I could see a steady stream of people on the first part of the ferrata, so I did not need the occasional signs painted on rocks. I was pleased to find myself the only climber at the base of the route, which starts up a steep face of dark, cobbled volcanic rock, with only a single metal step. I got maybe 10-15 feet up before getting stuck, unable to find a comfortable move up the polished face. I might have been able to go hand-over-hand up the cable, but probably not without gloves. I backed off and sat a minute, deciding what to do next.

There were several faint trails along the southern base of the cliffs, and I contoured along one of these, then climbed back up some class 3-4 terrain that, with very little route-finding, joined the ferrata after its initial climb, right before a rickety bridge. Oddly, the rest of the route was much more thoroughly equipped and easier than the first, easily-avoided pitch. In particular, two sets of continuous rungs have been added to a 40-foot pillar standing to one side of the crest, likely a modern addition.

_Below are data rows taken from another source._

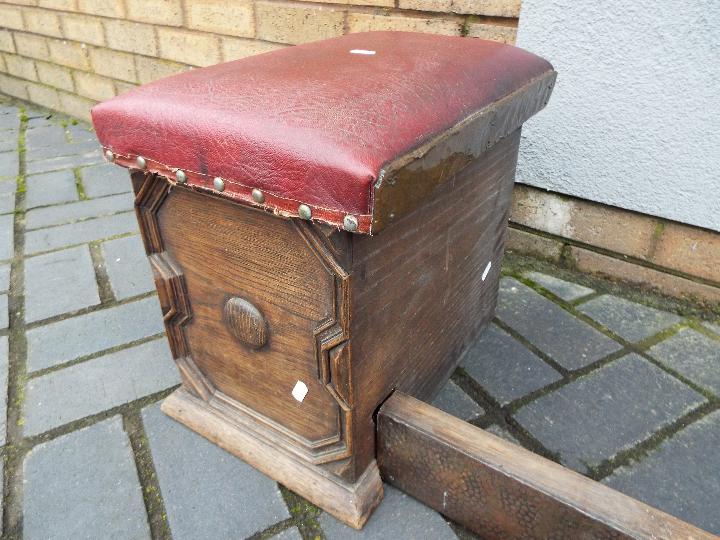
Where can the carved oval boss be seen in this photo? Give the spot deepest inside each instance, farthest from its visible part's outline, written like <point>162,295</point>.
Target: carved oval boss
<point>246,322</point>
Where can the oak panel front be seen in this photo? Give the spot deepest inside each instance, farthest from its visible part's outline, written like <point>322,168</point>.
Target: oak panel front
<point>234,256</point>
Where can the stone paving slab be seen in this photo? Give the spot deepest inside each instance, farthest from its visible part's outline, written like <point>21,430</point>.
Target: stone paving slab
<point>564,290</point>
<point>64,162</point>
<point>612,409</point>
<point>9,164</point>
<point>680,476</point>
<point>4,365</point>
<point>67,213</point>
<point>65,340</point>
<point>7,239</point>
<point>453,400</point>
<point>398,516</point>
<point>49,135</point>
<point>505,368</point>
<point>4,277</point>
<point>208,493</point>
<point>105,179</point>
<point>80,232</point>
<point>60,150</point>
<point>629,320</point>
<point>84,485</point>
<point>59,282</point>
<point>50,188</point>
<point>127,266</point>
<point>692,355</point>
<point>521,308</point>
<point>4,314</point>
<point>97,385</point>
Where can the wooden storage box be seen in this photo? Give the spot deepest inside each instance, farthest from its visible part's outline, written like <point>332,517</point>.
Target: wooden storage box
<point>325,224</point>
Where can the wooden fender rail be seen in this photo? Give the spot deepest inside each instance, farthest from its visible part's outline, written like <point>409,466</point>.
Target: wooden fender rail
<point>500,490</point>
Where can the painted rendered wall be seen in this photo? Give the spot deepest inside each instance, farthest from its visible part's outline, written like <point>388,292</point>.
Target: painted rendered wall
<point>634,120</point>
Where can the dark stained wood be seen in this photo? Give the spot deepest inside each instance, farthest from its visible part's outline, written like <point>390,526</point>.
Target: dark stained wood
<point>418,293</point>
<point>246,322</point>
<point>502,491</point>
<point>410,180</point>
<point>255,305</point>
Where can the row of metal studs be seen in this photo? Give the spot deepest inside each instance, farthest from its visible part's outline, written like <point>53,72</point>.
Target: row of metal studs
<point>350,222</point>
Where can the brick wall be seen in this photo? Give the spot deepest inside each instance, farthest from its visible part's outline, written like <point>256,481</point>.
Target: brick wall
<point>68,54</point>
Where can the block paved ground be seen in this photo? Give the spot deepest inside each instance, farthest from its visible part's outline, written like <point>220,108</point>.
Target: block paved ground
<point>621,386</point>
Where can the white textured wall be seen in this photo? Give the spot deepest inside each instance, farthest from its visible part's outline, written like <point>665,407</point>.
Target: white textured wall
<point>634,120</point>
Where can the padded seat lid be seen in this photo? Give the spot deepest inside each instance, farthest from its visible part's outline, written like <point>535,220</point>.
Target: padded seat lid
<point>318,124</point>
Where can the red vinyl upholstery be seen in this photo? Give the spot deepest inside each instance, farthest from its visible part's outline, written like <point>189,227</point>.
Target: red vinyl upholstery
<point>313,123</point>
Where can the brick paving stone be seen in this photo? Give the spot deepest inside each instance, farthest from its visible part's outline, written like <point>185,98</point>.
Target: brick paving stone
<point>105,179</point>
<point>80,232</point>
<point>629,320</point>
<point>503,434</point>
<point>60,150</point>
<point>127,266</point>
<point>398,516</point>
<point>4,366</point>
<point>291,533</point>
<point>9,164</point>
<point>50,188</point>
<point>38,218</point>
<point>505,368</point>
<point>38,137</point>
<point>59,282</point>
<point>4,277</point>
<point>90,333</point>
<point>680,476</point>
<point>566,290</point>
<point>64,162</point>
<point>4,315</point>
<point>7,240</point>
<point>453,400</point>
<point>566,339</point>
<point>208,493</point>
<point>84,485</point>
<point>612,409</point>
<point>693,355</point>
<point>97,385</point>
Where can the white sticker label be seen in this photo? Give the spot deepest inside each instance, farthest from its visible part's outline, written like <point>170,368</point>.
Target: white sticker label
<point>300,391</point>
<point>487,270</point>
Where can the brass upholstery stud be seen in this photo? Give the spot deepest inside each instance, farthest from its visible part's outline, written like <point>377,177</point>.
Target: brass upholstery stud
<point>304,211</point>
<point>258,196</point>
<point>350,223</point>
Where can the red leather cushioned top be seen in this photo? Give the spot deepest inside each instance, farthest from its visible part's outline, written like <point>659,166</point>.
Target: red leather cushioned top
<point>313,123</point>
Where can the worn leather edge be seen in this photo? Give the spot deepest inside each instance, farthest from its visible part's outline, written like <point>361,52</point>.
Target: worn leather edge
<point>406,182</point>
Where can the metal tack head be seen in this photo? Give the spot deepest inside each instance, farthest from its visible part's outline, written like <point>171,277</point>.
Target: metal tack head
<point>258,196</point>
<point>350,223</point>
<point>304,211</point>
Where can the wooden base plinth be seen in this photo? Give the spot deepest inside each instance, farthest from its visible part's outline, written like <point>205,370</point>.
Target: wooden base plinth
<point>350,503</point>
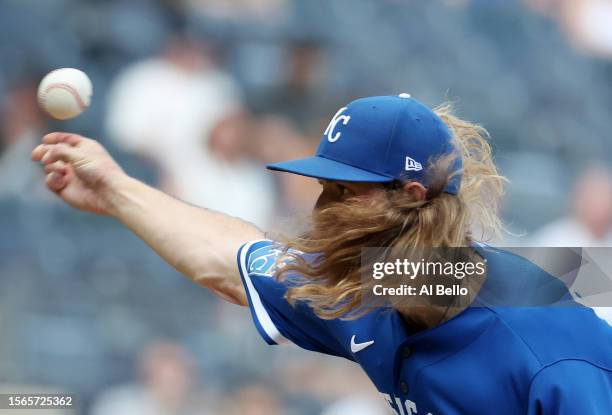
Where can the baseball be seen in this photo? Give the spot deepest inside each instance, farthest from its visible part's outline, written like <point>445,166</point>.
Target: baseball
<point>65,93</point>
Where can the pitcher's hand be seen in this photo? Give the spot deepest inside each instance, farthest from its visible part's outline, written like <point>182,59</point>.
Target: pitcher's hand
<point>79,170</point>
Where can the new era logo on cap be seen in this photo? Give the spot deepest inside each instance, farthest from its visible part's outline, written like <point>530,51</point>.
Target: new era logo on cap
<point>413,165</point>
<point>369,140</point>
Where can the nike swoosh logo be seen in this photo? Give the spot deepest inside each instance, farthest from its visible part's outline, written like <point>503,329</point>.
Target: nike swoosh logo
<point>357,347</point>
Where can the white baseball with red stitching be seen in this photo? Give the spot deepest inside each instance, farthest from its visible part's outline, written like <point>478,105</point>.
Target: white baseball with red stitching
<point>65,93</point>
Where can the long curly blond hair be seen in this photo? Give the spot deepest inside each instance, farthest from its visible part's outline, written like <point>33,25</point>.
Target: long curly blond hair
<point>332,283</point>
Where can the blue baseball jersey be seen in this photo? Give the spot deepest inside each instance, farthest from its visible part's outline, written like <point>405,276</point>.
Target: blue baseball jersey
<point>487,360</point>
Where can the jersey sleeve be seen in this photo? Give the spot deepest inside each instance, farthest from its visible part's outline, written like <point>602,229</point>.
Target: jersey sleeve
<point>277,321</point>
<point>571,387</point>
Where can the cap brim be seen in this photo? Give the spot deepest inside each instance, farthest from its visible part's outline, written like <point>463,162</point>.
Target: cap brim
<point>326,169</point>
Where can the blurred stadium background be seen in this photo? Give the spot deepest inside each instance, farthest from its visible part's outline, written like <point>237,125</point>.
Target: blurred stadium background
<point>194,96</point>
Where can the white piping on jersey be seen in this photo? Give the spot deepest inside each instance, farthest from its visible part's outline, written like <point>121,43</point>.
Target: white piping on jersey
<point>260,312</point>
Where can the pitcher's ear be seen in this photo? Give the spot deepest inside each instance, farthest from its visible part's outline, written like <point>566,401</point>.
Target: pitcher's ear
<point>416,189</point>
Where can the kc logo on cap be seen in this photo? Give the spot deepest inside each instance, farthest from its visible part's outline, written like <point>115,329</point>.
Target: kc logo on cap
<point>329,131</point>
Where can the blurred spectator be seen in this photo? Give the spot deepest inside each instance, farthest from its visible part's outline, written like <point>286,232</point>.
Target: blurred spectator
<point>166,386</point>
<point>183,113</point>
<point>588,23</point>
<point>590,221</point>
<point>356,405</point>
<point>21,128</point>
<point>255,399</point>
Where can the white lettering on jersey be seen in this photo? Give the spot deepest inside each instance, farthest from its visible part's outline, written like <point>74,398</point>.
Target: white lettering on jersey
<point>329,131</point>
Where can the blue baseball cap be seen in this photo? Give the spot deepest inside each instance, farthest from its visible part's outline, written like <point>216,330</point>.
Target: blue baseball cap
<point>380,140</point>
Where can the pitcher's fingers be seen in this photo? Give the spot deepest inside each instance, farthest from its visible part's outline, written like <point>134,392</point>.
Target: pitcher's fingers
<point>60,152</point>
<point>66,138</point>
<point>57,167</point>
<point>39,151</point>
<point>55,182</point>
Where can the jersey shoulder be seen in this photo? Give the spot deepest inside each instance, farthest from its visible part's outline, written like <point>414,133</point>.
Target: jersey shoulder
<point>554,334</point>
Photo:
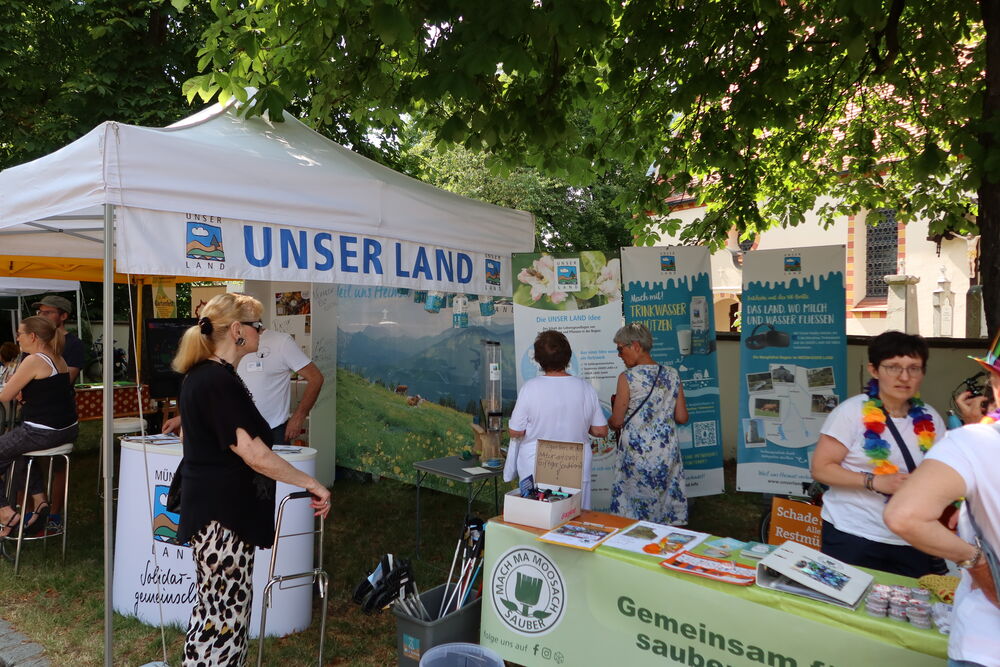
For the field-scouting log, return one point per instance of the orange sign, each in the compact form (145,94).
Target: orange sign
(796,521)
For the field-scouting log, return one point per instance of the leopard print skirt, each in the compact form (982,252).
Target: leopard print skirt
(218,630)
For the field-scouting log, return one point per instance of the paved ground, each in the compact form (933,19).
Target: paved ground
(17,650)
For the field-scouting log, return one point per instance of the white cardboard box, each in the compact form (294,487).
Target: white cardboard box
(558,465)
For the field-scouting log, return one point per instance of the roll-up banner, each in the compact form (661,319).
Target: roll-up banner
(190,244)
(578,294)
(793,363)
(669,290)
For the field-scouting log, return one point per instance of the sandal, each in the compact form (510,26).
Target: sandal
(39,520)
(15,519)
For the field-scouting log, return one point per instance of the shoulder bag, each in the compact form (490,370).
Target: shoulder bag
(639,407)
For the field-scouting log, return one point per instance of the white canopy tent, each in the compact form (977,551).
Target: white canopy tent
(31,287)
(161,201)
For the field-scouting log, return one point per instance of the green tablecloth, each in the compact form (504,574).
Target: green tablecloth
(548,605)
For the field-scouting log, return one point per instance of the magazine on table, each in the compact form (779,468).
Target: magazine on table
(653,539)
(757,550)
(718,569)
(579,535)
(721,547)
(797,569)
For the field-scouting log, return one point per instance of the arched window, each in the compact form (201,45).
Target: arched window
(881,246)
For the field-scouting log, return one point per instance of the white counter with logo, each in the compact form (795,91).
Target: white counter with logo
(152,570)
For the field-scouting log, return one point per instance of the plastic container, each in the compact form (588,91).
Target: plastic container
(461,655)
(415,637)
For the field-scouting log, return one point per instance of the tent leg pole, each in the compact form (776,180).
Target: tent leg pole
(107,439)
(79,325)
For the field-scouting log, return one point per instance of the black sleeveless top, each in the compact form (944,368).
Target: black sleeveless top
(50,401)
(217,484)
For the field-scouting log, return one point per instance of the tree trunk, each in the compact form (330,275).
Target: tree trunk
(989,188)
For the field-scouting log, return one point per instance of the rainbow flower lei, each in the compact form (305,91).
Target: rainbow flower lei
(873,416)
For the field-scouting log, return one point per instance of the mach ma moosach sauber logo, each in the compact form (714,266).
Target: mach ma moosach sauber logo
(529,593)
(204,242)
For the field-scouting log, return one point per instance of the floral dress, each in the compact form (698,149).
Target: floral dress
(649,479)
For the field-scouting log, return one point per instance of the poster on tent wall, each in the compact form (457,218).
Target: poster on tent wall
(578,294)
(793,363)
(164,297)
(409,377)
(669,290)
(215,248)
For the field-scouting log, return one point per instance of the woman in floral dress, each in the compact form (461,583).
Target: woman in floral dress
(648,405)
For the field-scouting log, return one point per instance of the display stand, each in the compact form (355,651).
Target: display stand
(453,468)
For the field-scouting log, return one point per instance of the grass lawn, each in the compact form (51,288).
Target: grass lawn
(60,606)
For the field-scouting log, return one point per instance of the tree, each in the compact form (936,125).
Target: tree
(67,65)
(567,217)
(758,108)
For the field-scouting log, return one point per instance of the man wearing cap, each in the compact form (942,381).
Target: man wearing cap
(57,309)
(963,464)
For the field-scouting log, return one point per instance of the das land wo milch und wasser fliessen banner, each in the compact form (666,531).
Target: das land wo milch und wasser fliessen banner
(668,289)
(793,363)
(578,294)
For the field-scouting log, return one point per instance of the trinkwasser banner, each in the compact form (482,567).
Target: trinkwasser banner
(668,289)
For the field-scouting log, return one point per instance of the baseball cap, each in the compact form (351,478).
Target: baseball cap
(991,361)
(60,302)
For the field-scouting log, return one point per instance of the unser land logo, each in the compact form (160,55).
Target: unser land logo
(528,591)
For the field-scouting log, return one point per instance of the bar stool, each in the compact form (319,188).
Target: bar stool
(51,454)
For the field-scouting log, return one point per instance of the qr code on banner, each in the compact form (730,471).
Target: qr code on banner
(704,434)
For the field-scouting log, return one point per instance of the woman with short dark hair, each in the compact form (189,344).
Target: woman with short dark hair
(649,403)
(867,448)
(554,406)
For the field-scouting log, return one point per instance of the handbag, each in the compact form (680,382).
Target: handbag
(617,434)
(173,503)
(989,554)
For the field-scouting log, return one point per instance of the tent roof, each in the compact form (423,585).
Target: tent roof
(219,163)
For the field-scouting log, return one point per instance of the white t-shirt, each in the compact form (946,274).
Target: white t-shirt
(266,374)
(859,511)
(974,453)
(559,408)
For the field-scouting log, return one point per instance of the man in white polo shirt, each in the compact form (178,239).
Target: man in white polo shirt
(266,375)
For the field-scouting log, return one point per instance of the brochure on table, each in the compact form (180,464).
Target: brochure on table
(717,569)
(653,539)
(579,535)
(797,569)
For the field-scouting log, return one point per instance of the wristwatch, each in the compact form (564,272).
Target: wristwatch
(970,563)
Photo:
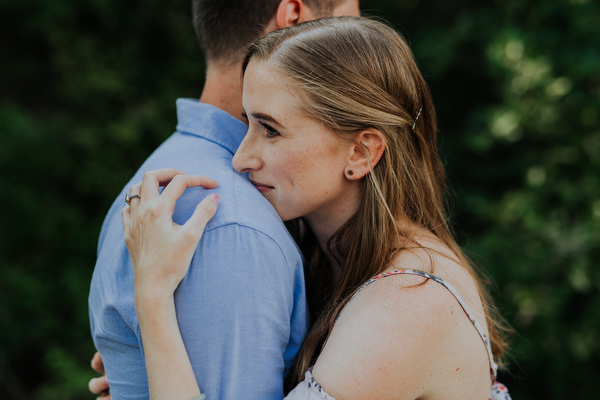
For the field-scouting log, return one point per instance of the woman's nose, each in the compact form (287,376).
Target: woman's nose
(245,159)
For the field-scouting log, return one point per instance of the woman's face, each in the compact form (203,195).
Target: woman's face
(294,161)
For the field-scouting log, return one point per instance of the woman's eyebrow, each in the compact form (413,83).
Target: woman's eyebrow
(265,117)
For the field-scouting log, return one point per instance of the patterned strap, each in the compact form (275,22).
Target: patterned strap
(493,366)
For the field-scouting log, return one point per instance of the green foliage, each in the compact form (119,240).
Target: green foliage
(87,91)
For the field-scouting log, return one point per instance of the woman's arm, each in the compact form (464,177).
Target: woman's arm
(161,251)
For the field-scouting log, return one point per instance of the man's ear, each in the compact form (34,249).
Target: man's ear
(365,152)
(289,13)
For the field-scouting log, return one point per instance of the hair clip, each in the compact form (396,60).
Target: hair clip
(416,119)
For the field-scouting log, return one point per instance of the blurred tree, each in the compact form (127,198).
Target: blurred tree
(87,91)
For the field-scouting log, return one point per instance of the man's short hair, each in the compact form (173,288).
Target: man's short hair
(225,27)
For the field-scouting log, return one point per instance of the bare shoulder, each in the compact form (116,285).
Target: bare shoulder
(403,337)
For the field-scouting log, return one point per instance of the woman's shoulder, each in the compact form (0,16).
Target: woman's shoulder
(403,335)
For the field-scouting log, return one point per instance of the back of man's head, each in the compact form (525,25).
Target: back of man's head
(225,27)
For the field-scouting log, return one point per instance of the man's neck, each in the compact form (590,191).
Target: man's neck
(223,88)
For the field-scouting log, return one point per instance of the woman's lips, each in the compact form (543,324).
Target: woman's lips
(261,186)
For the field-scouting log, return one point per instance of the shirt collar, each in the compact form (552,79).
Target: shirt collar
(211,123)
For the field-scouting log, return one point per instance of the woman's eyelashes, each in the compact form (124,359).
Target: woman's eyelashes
(270,132)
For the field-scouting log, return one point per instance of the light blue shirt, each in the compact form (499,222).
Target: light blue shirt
(241,308)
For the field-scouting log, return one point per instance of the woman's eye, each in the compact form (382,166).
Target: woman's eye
(270,131)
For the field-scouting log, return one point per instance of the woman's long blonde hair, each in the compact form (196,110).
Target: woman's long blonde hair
(356,74)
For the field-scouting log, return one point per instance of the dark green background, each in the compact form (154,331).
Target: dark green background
(87,91)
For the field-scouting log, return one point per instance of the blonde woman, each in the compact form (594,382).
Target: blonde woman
(342,135)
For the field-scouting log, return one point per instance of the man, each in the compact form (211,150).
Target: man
(241,308)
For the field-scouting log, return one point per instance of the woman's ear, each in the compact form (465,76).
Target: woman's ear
(365,152)
(292,12)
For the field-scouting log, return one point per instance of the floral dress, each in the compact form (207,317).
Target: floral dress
(309,389)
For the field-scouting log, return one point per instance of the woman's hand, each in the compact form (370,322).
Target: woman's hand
(160,249)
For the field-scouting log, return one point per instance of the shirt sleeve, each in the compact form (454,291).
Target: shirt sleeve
(242,314)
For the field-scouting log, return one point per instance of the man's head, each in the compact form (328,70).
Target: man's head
(225,27)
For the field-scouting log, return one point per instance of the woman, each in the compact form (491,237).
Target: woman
(342,134)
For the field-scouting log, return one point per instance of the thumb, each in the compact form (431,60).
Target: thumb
(203,213)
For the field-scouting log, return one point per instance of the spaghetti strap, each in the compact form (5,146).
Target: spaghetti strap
(493,366)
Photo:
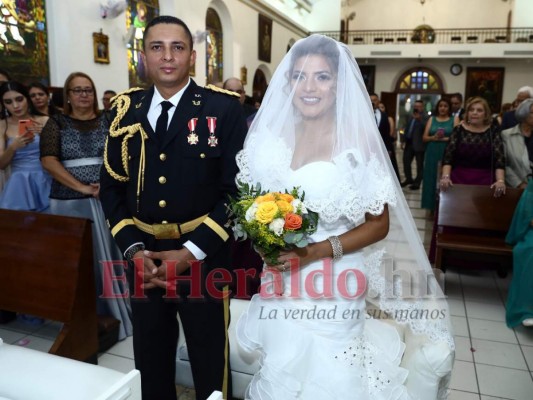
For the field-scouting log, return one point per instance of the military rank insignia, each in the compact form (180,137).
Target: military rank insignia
(192,137)
(212,141)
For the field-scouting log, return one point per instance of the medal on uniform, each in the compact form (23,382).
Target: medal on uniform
(192,137)
(212,141)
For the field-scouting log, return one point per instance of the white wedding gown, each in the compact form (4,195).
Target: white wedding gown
(318,348)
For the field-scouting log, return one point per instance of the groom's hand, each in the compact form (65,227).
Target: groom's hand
(177,259)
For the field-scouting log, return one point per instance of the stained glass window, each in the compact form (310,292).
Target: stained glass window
(420,80)
(214,49)
(23,42)
(138,14)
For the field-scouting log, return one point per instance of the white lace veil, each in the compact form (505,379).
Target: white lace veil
(401,282)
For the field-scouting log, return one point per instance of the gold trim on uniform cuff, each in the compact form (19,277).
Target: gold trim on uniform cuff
(217,228)
(125,222)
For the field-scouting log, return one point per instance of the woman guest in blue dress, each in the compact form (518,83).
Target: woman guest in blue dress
(28,186)
(72,149)
(519,307)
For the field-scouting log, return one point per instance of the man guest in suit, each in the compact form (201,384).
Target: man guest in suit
(168,171)
(413,146)
(382,120)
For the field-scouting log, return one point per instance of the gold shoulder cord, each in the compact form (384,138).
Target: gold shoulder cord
(220,90)
(122,102)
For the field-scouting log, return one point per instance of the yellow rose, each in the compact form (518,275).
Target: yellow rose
(266,197)
(266,211)
(284,206)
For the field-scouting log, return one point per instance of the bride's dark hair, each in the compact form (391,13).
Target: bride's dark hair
(317,45)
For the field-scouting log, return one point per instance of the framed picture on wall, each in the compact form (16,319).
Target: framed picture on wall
(264,38)
(485,82)
(101,48)
(369,76)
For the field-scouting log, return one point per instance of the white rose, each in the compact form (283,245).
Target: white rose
(250,213)
(276,226)
(299,206)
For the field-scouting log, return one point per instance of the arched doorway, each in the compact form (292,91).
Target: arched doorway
(214,48)
(420,83)
(138,14)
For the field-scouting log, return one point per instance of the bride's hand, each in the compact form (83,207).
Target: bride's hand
(298,257)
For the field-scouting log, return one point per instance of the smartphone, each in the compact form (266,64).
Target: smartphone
(24,124)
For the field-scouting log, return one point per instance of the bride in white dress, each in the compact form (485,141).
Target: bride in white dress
(318,339)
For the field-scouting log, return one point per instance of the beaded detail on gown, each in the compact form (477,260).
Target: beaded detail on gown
(28,186)
(322,348)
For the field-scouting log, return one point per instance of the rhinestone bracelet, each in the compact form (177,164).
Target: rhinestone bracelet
(336,246)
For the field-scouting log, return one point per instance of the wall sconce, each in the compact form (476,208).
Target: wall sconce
(244,75)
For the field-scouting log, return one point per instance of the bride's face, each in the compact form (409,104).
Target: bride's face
(315,85)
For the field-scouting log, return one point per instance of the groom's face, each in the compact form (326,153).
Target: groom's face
(315,84)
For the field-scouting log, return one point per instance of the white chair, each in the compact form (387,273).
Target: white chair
(27,374)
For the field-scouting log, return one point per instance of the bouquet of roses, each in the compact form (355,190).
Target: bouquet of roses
(274,221)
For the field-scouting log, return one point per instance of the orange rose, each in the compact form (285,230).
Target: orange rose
(284,207)
(292,222)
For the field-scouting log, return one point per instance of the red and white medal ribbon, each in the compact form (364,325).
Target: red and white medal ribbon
(212,141)
(192,137)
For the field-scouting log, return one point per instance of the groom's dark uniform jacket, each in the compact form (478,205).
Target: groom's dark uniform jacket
(163,191)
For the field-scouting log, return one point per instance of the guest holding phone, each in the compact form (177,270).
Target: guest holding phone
(28,186)
(436,136)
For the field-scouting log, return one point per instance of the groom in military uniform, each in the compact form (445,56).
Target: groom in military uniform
(168,170)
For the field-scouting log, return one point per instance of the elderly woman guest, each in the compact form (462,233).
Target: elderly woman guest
(436,136)
(475,153)
(28,186)
(40,97)
(519,146)
(72,147)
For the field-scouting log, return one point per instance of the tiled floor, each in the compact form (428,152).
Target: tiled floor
(492,361)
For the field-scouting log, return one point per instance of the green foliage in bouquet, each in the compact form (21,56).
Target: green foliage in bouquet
(274,221)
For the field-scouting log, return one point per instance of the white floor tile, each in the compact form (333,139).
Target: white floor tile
(460,326)
(493,312)
(482,294)
(491,330)
(418,212)
(454,290)
(120,364)
(525,335)
(20,326)
(124,348)
(422,223)
(36,343)
(457,307)
(500,354)
(458,395)
(463,348)
(504,382)
(528,354)
(9,336)
(464,377)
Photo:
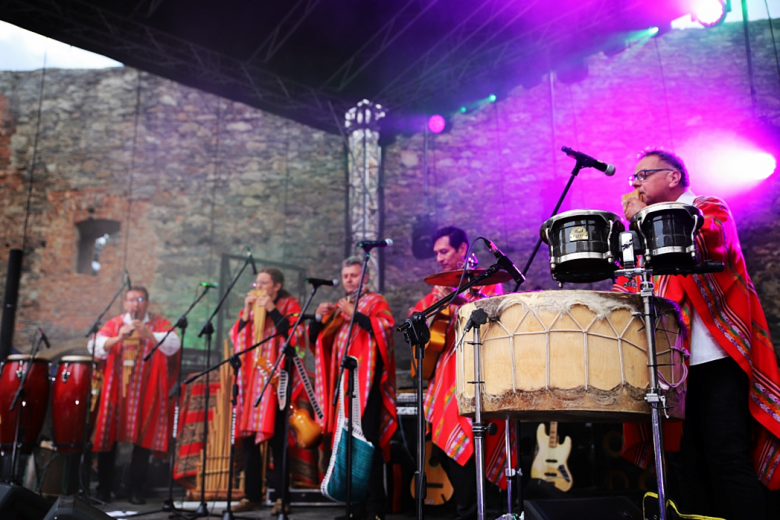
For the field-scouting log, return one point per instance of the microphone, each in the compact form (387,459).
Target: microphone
(504,262)
(589,162)
(44,338)
(317,282)
(251,260)
(368,245)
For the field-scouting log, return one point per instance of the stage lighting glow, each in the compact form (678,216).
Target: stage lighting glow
(709,12)
(436,124)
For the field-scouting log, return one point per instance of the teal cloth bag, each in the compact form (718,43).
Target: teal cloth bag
(334,485)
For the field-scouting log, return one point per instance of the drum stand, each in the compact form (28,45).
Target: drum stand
(417,334)
(181,323)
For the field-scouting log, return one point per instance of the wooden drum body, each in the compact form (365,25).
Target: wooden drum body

I found a few tunnels after the pillar, but they were disappointingly shallow, leading to what I think were artillery windows looking north. The crest is long, but fortunately there were long, fast stretches of walking on a path through grass. I passed dozens of people, none of whom seemed to give me a dirty look for not having the proper gear. Finally, near the eastern end of the rocky ridge, I went through some significant tunnels. The first, maybe 50-100 yards long, passed from one side of the ridge to the other, through some living or storage quarters. The final one was more like a quarter-mile long, with multiple branching passages and painted arrows showing the path. It had a couple sets of steps, and connected troop quarters with more artillery windows.

Emerging from the other side, I realized I was at the end of the route. A short trail leads to the top of yet another ski lift, or a road switch-backing down to the eastern dam of Lago di Fedaia. I crossed to the south side, then walked the crowded pedestrian road back to my car, passing 20 or so young people swimming in the lake. Put together, the two outings made for a fairly full day.